Previous motion generation methods are limited to the pre-rigged 3D human model, hindering their
applications in the animation of various non-rigged characters. In this work, we present TapMo, a
Text-driven Animation Pipeline for synthesizing Motion in a broad spectrum of skeleton-free 3D characters.
The pivotal innovation in TapMo is its use of shape deformation-aware features as a condition to guide the
diffusion model, thereby enabling the generation of mesh-specific motions for various characters.
Specifically, TapMo comprises two main components - Mesh Handle Predictor and Shape-aware Diffusion Module.
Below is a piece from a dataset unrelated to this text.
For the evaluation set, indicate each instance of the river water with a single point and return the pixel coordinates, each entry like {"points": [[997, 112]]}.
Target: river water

Mesh Handle Predictor predicts the skinning weights and clusters mesh vertices into adaptive handles for
deformation control, which eliminates the need for traditional skeletal rigging. Shape-aware Motion
Diffusion synthesizes motion with mesh-specific adaptations. This module employs text-guided motions and
mesh features extracted during the first stage, preserving the geometric integrity of the animations by
accounting for the character's shape and deformation. Trained in a weakly-supervised manner, TapMo can
accommodate a multitude of non-human meshes, both with and without associated text motions. We demonstrate
the effectiveness and generalizability of TapMo through rigorous qualitative and quantitative experiments.
Our results reveal that TapMo consistently outperforms existing auto-animation methods, delivering
superior-quality animations for both seen or unseen heterogeneous 3D characters.